En cierto sentido, podemos interpretar Nosferatu como una secuela espiritual para la ópera prima de Eggers, La bruja (2015). En esa ocasión, el relato de brujas terminaba con un pacto satánico. Pues, aquí, Eggers nos habla de las consecuencias de dejar entrar al mal, indagando en el origen psicológico de ese mal y en los peligros de barrerlo debajo de la alfombra.

Las interpretaciones son todas geniales pero Lily-Rose Depp y Bill Skarsgard destacan también por su atrevimiento. La intensa fisicalidad en los espasmos epilépticos de la primera y el trabajo vocal de ultratumba del segundo consiguen atrapar e inquietar más que cualquier representación visual del monstruo. Aún así, el diseño del vampiro y los sustos tradicionales tampoco pasan desapercibidos. Estamos, a todas luces, ante una obra terrorífica que consigue hacer muy tangible la presencia de un mal trascendental que lo inunda todo con su hedor a muerte.

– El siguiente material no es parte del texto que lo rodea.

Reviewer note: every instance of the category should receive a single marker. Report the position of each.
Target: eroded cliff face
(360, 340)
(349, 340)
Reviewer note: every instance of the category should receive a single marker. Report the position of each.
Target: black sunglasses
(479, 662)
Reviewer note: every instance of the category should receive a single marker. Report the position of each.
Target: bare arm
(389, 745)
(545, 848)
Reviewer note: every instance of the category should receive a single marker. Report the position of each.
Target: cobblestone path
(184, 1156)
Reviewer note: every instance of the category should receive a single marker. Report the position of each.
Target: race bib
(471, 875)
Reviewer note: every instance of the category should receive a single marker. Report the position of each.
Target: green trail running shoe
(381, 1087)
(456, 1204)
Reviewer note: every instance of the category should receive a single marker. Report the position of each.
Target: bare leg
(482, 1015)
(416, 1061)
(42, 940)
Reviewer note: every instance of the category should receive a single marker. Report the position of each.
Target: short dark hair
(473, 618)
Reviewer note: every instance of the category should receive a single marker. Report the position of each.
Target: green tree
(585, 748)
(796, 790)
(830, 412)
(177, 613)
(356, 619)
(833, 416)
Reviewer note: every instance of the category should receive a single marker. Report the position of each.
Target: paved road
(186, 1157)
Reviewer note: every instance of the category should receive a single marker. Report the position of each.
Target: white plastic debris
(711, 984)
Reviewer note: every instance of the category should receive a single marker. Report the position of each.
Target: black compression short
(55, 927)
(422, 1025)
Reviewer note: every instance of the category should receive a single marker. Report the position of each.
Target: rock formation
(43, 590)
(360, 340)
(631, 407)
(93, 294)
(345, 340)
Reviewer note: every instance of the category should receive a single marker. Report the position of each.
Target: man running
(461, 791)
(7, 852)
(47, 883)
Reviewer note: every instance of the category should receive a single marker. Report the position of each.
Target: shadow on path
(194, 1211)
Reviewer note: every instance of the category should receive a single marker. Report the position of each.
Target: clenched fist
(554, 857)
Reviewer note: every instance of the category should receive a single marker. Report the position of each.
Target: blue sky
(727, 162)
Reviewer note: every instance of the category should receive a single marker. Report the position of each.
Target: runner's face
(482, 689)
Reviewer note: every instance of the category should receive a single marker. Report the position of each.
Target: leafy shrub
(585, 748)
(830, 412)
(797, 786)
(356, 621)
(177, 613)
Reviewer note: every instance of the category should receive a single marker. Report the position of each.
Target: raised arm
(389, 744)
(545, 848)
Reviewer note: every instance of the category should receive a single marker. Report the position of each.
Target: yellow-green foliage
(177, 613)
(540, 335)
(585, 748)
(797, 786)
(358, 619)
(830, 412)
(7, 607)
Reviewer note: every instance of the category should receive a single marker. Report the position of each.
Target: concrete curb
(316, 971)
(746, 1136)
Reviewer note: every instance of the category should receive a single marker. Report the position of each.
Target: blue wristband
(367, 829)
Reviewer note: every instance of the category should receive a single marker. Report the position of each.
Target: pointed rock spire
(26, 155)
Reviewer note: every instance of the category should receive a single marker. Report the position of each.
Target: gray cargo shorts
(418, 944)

Y quizá la emoción imbuida por la experiencia cinematográfica esté hablando por mí, pero creo sinceramente que, con Nosferatu, nos encontramos ante un hito del género. No se reduce a ser solamente un ejemplo magistral de como inyectarle nueva sangre a una historia clásica, sino que también emerge como una visión singular perfectamente realizada, que seduce con belleza para abalanzarse sin reparos sobre tu yugular.